1. tonen
De tijd zal tonen wie van ons gelijk heeft.
Ik wou het je tonen.
In het Esperanto tonen zelfstandige en bijvoeglijke naamwoorden, bijwoorden en werkwoorden hun functie in een zin door hun uitgang.
In Engeland vroeg de kelner ons: hoeveel bier wilt ge?

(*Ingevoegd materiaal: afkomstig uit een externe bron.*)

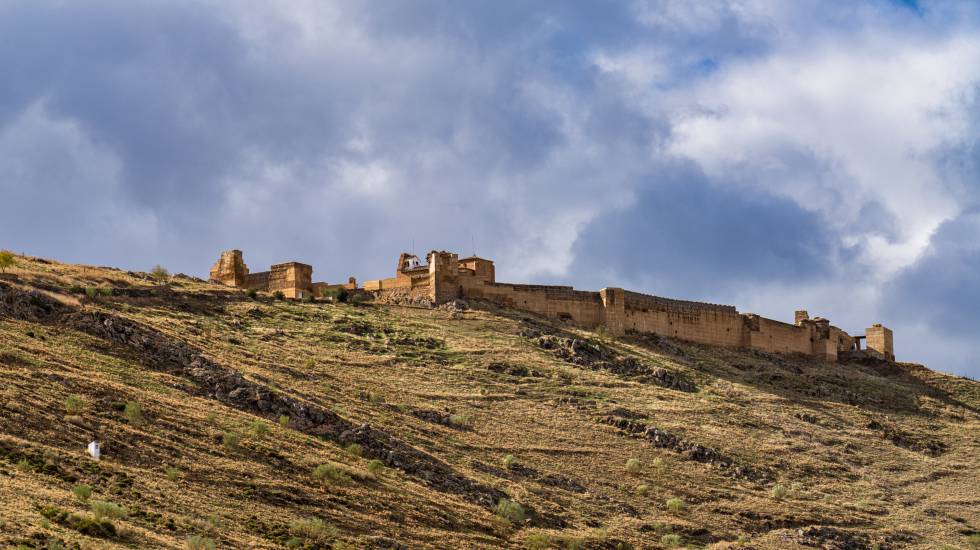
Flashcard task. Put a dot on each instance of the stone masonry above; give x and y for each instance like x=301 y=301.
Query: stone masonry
x=444 y=277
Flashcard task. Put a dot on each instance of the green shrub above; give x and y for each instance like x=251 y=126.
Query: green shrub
x=510 y=511
x=328 y=473
x=107 y=510
x=537 y=541
x=314 y=530
x=258 y=428
x=134 y=413
x=230 y=441
x=355 y=449
x=197 y=542
x=375 y=467
x=74 y=404
x=160 y=273
x=6 y=260
x=92 y=527
x=82 y=492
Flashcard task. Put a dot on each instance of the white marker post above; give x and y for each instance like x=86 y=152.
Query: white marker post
x=94 y=450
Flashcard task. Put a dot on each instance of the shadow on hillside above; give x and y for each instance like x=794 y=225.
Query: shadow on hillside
x=872 y=385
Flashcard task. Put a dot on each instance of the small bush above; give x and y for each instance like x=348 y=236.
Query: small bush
x=375 y=467
x=6 y=260
x=313 y=530
x=537 y=541
x=197 y=542
x=230 y=441
x=160 y=273
x=355 y=449
x=258 y=429
x=82 y=492
x=675 y=504
x=74 y=404
x=461 y=420
x=510 y=511
x=328 y=473
x=134 y=413
x=107 y=510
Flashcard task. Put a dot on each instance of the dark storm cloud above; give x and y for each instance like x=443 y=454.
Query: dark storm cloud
x=569 y=141
x=685 y=236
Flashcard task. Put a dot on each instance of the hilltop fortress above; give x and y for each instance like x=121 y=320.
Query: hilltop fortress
x=446 y=277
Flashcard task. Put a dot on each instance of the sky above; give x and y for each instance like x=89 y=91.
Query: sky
x=772 y=155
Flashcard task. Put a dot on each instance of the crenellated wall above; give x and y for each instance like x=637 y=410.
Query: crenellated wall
x=446 y=277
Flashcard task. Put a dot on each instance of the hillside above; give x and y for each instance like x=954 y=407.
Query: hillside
x=257 y=423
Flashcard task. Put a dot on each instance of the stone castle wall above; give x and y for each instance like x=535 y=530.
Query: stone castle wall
x=445 y=277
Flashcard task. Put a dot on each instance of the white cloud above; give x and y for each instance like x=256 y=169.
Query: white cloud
x=868 y=112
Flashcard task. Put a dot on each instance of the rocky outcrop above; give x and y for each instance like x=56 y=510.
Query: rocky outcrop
x=231 y=388
x=597 y=356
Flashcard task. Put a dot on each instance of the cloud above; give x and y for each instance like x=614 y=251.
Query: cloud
x=548 y=135
x=62 y=190
x=685 y=235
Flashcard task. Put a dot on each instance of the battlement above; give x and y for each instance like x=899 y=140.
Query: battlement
x=445 y=277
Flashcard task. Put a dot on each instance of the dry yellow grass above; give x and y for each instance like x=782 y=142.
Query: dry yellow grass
x=871 y=456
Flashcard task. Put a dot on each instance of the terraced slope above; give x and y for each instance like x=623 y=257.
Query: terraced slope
x=256 y=423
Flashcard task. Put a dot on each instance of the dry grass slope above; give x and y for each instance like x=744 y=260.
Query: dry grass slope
x=234 y=422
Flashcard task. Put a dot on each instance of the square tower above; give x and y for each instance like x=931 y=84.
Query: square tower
x=880 y=340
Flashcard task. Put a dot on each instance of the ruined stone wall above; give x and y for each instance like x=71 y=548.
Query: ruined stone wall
x=778 y=337
x=584 y=309
x=695 y=321
x=257 y=281
x=880 y=341
x=293 y=279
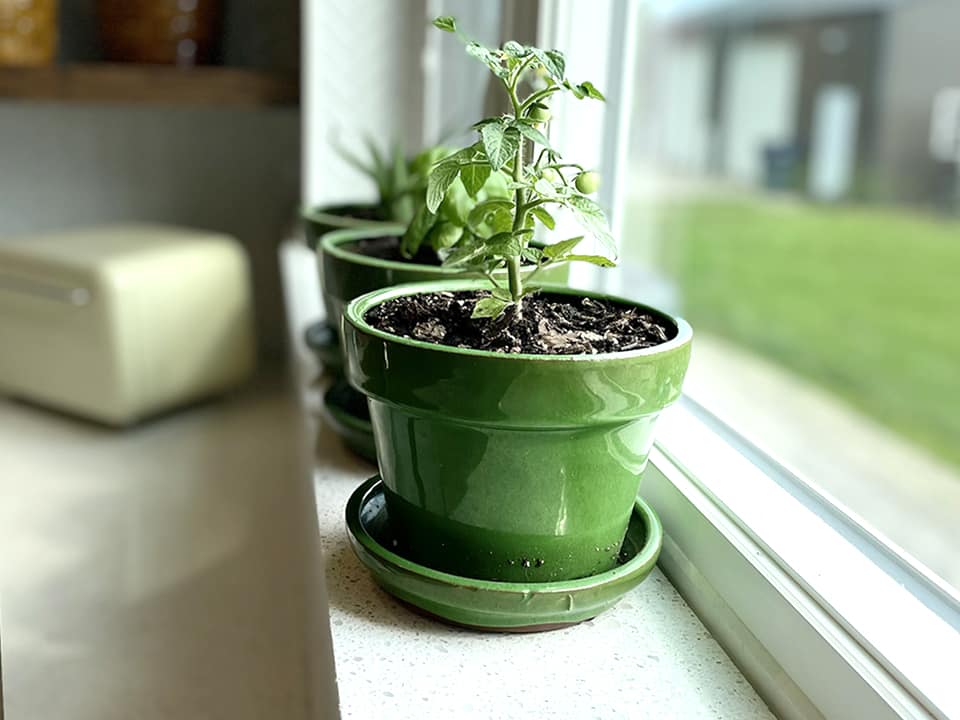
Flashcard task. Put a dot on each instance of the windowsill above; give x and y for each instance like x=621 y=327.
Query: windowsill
x=649 y=649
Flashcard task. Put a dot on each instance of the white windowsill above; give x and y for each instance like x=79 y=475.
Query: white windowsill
x=649 y=654
x=650 y=651
x=818 y=625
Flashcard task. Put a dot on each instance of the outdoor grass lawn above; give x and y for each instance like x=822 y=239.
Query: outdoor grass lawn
x=864 y=302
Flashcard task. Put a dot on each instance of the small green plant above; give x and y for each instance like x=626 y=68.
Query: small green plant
x=441 y=228
x=395 y=177
x=402 y=188
x=498 y=230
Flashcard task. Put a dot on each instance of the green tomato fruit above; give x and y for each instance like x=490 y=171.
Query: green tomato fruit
x=539 y=113
x=588 y=182
x=551 y=176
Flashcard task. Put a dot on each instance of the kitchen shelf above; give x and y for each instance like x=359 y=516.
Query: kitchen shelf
x=209 y=86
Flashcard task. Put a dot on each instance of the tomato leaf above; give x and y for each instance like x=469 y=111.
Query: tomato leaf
x=441 y=178
x=499 y=143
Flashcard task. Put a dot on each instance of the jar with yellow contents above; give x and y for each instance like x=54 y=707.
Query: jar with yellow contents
x=28 y=32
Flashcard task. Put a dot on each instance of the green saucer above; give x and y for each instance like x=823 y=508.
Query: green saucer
x=488 y=605
x=346 y=412
x=322 y=339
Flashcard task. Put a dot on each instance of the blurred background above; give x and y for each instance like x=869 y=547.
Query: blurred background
x=794 y=184
x=174 y=111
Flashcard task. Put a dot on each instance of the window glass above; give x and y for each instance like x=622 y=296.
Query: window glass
x=794 y=192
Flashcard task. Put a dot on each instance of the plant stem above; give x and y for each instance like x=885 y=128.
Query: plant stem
x=520 y=212
x=540 y=95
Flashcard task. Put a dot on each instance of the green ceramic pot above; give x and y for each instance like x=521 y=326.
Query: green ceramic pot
x=319 y=221
x=512 y=468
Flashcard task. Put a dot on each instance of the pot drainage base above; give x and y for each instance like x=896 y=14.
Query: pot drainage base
x=490 y=605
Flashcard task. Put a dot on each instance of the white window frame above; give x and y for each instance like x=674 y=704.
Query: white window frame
x=824 y=618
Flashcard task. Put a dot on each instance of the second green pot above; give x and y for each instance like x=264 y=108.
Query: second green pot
x=509 y=467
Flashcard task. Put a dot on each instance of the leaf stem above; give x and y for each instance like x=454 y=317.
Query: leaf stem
x=539 y=95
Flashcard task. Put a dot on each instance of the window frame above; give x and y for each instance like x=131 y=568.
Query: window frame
x=784 y=578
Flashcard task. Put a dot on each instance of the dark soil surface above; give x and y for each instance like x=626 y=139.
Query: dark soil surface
x=550 y=324
x=388 y=248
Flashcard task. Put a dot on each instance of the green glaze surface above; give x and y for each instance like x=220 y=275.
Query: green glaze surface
x=318 y=221
x=510 y=467
x=523 y=605
x=355 y=431
x=345 y=275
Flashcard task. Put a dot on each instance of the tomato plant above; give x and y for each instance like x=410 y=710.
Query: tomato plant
x=512 y=147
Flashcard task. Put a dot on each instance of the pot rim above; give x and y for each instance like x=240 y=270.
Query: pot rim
x=357 y=308
x=330 y=244
x=323 y=213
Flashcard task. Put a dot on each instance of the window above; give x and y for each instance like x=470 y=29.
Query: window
x=778 y=175
x=793 y=189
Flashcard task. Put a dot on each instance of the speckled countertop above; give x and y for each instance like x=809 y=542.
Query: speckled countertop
x=649 y=657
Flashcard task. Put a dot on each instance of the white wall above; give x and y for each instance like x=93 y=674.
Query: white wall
x=235 y=171
x=361 y=75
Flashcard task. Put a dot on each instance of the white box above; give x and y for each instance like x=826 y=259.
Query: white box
x=121 y=322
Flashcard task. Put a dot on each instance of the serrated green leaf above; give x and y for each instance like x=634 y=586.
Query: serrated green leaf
x=441 y=178
x=490 y=58
x=481 y=210
x=489 y=307
x=499 y=143
x=561 y=248
x=549 y=61
x=473 y=177
x=421 y=224
x=515 y=49
x=443 y=235
x=445 y=23
x=468 y=249
x=559 y=60
x=501 y=220
x=587 y=89
x=531 y=133
x=591 y=217
x=504 y=244
x=532 y=255
x=600 y=260
x=456 y=205
x=544 y=217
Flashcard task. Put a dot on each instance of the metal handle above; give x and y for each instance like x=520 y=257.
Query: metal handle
x=76 y=296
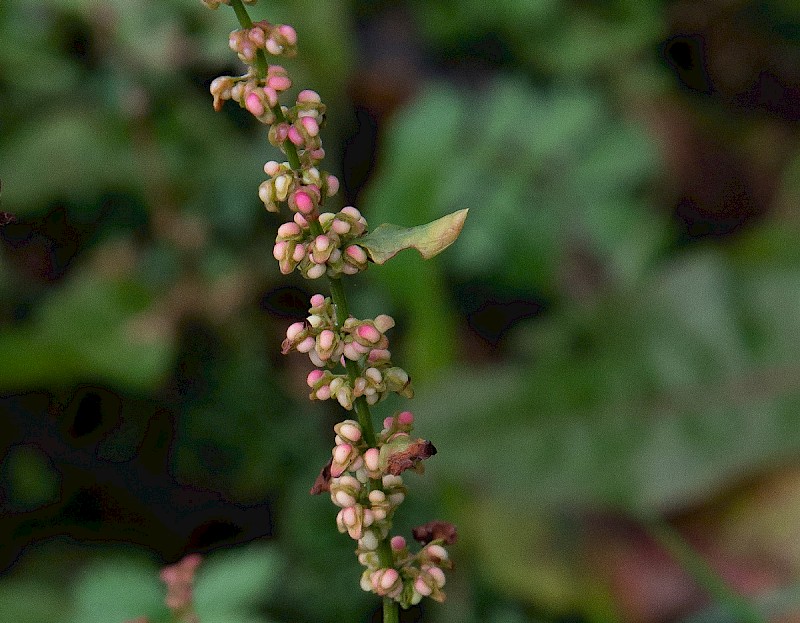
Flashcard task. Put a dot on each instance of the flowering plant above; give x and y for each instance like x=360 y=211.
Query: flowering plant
x=352 y=361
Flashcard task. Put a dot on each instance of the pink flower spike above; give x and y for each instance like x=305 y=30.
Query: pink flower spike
x=342 y=452
x=390 y=576
x=281 y=131
x=306 y=345
x=322 y=242
x=314 y=376
x=422 y=588
x=406 y=418
x=333 y=185
x=254 y=105
x=372 y=459
x=326 y=339
x=303 y=202
x=295 y=329
x=311 y=126
x=279 y=249
x=340 y=227
x=307 y=96
x=317 y=300
x=294 y=136
x=287 y=230
x=279 y=83
x=289 y=33
x=272 y=96
x=368 y=333
x=352 y=212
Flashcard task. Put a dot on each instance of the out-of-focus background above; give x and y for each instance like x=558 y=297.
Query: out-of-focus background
x=608 y=359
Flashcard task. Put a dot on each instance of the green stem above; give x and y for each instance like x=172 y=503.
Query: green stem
x=391 y=612
x=697 y=567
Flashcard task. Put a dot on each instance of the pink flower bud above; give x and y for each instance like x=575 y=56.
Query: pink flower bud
x=372 y=459
x=317 y=301
x=333 y=185
x=310 y=125
x=294 y=135
x=303 y=202
x=254 y=105
x=352 y=212
x=306 y=345
x=314 y=376
x=279 y=83
x=340 y=227
x=316 y=271
x=272 y=96
x=307 y=96
x=287 y=230
x=383 y=323
x=322 y=243
x=279 y=250
x=422 y=588
x=398 y=543
x=326 y=339
x=341 y=453
x=368 y=333
x=379 y=355
x=295 y=329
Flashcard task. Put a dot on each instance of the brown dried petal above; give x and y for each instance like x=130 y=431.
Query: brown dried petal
x=323 y=482
x=434 y=530
x=408 y=458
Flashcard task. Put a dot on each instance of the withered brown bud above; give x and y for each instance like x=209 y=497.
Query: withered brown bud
x=323 y=482
x=434 y=530
x=408 y=458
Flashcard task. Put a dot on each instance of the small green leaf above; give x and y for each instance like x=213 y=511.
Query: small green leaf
x=430 y=239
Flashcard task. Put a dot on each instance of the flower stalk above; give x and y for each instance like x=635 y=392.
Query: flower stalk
x=351 y=357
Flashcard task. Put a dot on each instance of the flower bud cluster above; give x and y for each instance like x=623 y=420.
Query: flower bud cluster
x=301 y=125
x=352 y=357
x=277 y=40
x=368 y=494
x=329 y=345
x=332 y=252
x=258 y=95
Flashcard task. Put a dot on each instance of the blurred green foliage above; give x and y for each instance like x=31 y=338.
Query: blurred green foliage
x=575 y=352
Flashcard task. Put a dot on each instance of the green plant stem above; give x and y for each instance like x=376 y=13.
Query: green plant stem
x=696 y=566
x=391 y=612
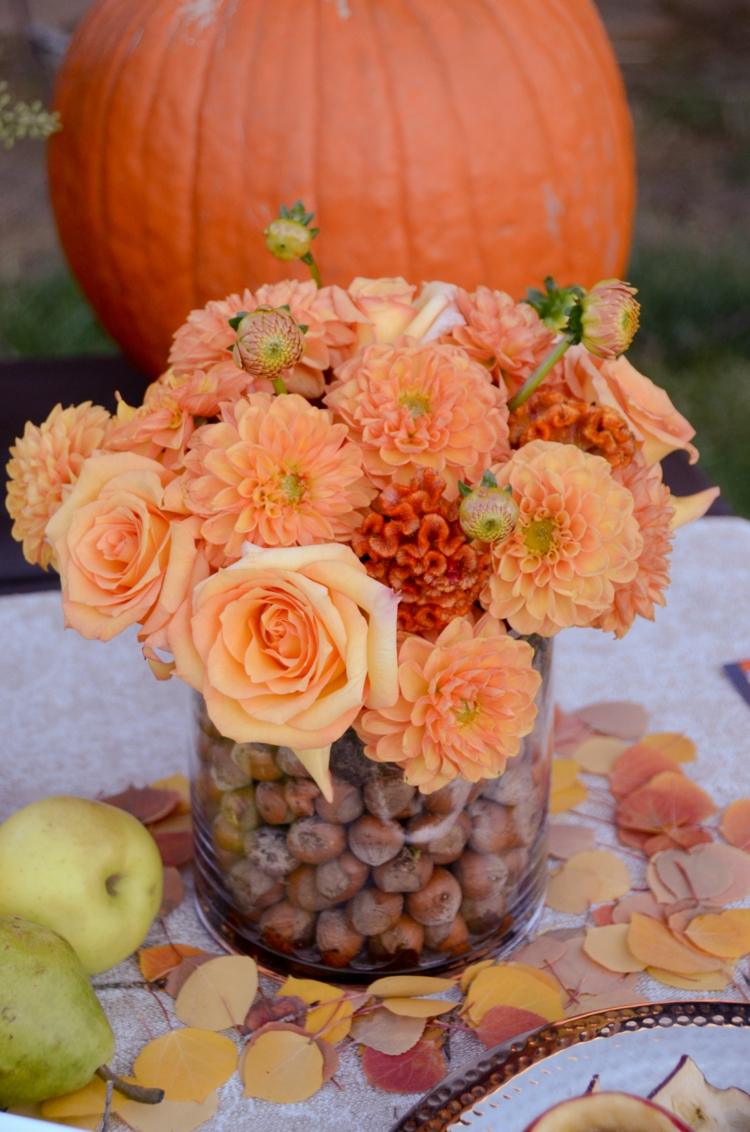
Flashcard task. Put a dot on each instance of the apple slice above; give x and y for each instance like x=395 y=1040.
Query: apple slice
x=688 y=1095
x=608 y=1112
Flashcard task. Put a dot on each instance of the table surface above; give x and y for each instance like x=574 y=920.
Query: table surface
x=82 y=718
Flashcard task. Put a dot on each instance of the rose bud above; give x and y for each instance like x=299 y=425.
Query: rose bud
x=345 y=806
x=375 y=840
x=486 y=512
x=609 y=318
x=286 y=928
x=268 y=341
x=342 y=878
x=438 y=901
x=337 y=941
x=313 y=841
x=373 y=911
x=408 y=872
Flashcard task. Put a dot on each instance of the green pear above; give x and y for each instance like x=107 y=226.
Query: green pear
x=53 y=1032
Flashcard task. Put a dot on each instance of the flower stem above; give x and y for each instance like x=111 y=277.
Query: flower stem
x=533 y=383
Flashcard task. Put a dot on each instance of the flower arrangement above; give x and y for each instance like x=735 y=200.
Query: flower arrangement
x=343 y=507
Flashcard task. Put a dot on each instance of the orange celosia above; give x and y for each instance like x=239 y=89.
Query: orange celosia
x=44 y=462
x=576 y=540
x=413 y=406
x=465 y=703
x=653 y=511
x=277 y=472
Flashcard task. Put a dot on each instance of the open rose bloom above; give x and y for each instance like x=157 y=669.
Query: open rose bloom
x=300 y=546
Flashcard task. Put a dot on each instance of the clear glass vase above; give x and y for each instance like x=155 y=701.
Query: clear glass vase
x=381 y=878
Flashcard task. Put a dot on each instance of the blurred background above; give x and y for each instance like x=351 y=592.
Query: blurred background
x=686 y=68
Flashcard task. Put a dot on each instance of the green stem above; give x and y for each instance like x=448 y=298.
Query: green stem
x=533 y=383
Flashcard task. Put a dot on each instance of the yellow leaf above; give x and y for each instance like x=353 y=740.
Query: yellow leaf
x=218 y=994
x=417 y=1008
x=609 y=948
x=502 y=985
x=725 y=934
x=333 y=1019
x=283 y=1066
x=407 y=985
x=188 y=1064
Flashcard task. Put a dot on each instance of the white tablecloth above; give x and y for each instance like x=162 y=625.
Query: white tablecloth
x=82 y=717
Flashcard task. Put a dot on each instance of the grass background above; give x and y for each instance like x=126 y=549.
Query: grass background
x=684 y=66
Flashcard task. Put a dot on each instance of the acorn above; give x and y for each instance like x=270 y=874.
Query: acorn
x=336 y=938
x=488 y=512
x=315 y=841
x=375 y=840
x=438 y=901
x=407 y=872
x=372 y=911
x=342 y=878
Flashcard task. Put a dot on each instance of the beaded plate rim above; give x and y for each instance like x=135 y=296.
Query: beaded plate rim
x=441 y=1108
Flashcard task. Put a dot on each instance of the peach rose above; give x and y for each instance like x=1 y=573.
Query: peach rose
x=286 y=645
x=121 y=554
x=645 y=405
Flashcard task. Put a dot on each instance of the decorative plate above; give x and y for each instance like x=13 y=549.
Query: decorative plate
x=631 y=1048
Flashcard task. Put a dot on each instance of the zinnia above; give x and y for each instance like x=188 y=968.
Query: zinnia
x=465 y=703
x=412 y=406
x=575 y=541
x=44 y=463
x=275 y=471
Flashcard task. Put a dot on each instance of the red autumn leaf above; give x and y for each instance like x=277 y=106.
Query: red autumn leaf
x=636 y=766
x=501 y=1023
x=419 y=1070
x=175 y=848
x=145 y=803
x=670 y=799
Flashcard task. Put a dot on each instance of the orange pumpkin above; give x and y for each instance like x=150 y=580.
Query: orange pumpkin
x=474 y=140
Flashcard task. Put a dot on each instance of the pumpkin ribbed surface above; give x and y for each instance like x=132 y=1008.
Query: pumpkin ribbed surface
x=473 y=140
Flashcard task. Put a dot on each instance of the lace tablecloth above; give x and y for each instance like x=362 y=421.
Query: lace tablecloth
x=82 y=718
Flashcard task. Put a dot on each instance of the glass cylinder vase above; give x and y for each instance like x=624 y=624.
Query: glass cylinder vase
x=380 y=880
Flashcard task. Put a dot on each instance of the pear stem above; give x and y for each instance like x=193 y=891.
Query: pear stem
x=139 y=1092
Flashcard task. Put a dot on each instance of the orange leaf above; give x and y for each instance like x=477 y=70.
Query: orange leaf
x=669 y=799
x=735 y=824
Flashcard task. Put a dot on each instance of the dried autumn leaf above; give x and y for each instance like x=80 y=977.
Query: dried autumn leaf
x=566 y=840
x=501 y=1023
x=669 y=799
x=145 y=803
x=282 y=1064
x=187 y=1063
x=507 y=986
x=620 y=718
x=725 y=934
x=635 y=768
x=218 y=994
x=404 y=986
x=387 y=1032
x=333 y=1018
x=609 y=946
x=156 y=962
x=735 y=824
x=597 y=754
x=417 y=1070
x=651 y=941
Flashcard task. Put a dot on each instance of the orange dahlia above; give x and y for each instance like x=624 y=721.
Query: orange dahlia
x=465 y=703
x=653 y=511
x=507 y=336
x=277 y=472
x=575 y=541
x=412 y=406
x=44 y=463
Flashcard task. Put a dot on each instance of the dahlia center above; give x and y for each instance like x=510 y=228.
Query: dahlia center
x=539 y=537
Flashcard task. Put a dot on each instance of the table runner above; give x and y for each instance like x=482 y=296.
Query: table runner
x=80 y=717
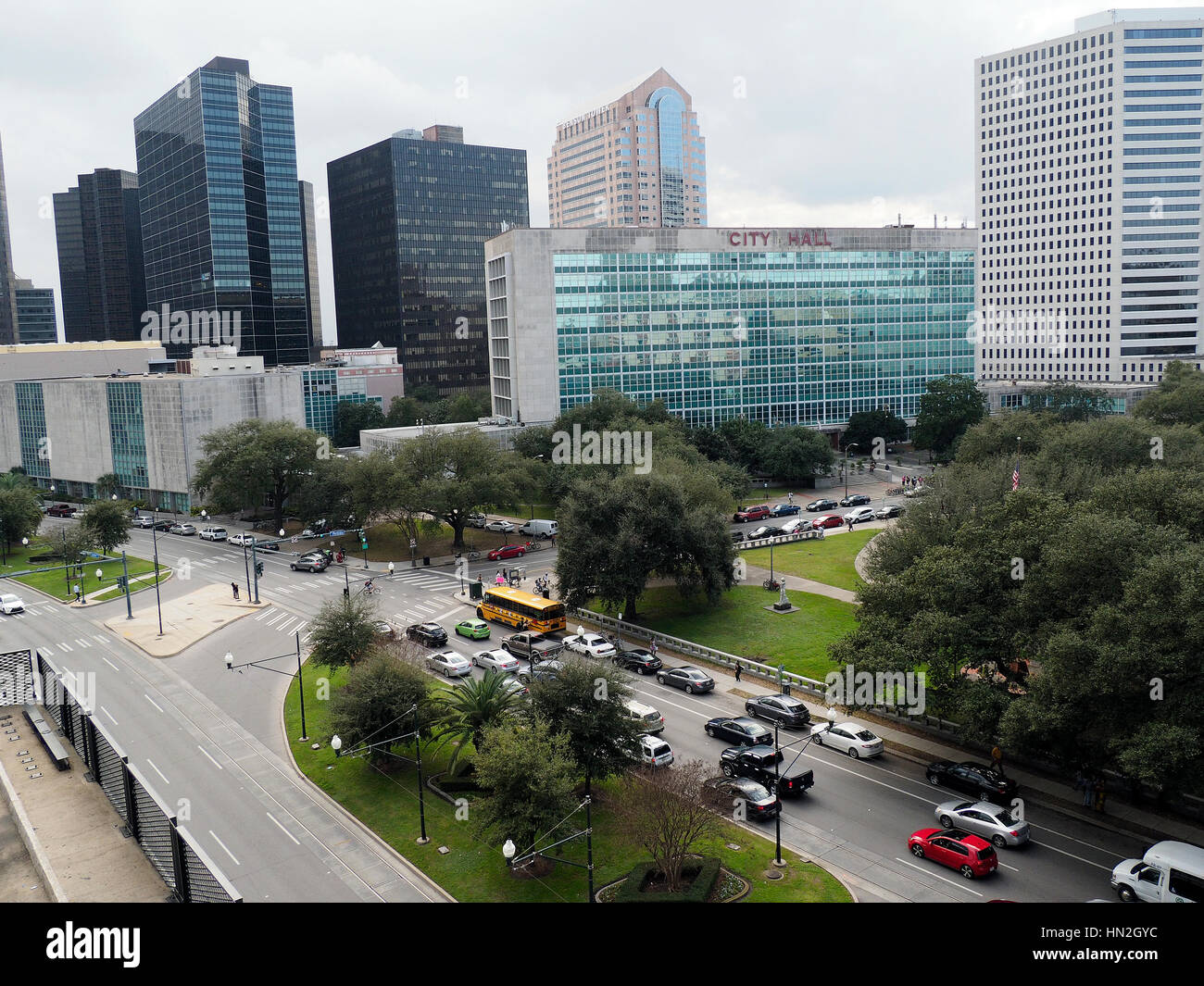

Een halve "pint" of een "pint"? Omdat we niet wisten hoeveel dat dan wel was, vroegen we hem de glazen te tonen.
Kunt ge mij Porto Rico tonen op de kaart?
Laat u me het alstublieft zo snel mogelijk weten als u een deel van de conferentiezaal zou willen opzetten om uw producten te tonen.
We tonen onze gevoelens dikwijls zonder woorden.
Ik zal u mijn nieuwe auto tonen.
Zult ge mij tonen wat ge gisteren gekocht hebt?
2. laten zien
Zal je me het laten zien?
3. wijzen
Hij was zo vriendelijk om me de weg naar het postkantoor te wijzen.
Het was heel wijs van hem het smeergeld af te wijzen.
De student was zo vriendelijk mij de weg te wijzen.
Kunt u mij de weg naar het station wijzen?
Een domkop gooit een rotsblok in de put, die honderd wijzen er niet kunnen uithalen.
Hij was zo vriendelijk om mij de weg te wijzen.
Kan je me de weg wijzen?
Excuseert u mij, kunt u mij de weg naar het postkantoor wijzen?
4. aantonen
Ik weet niet hoe ik dat moet aantonen, zo vanzelfsprekend is het!
Ik weet niet hoe ik dat moet aantonen, aangezien het zo al duidelijk is.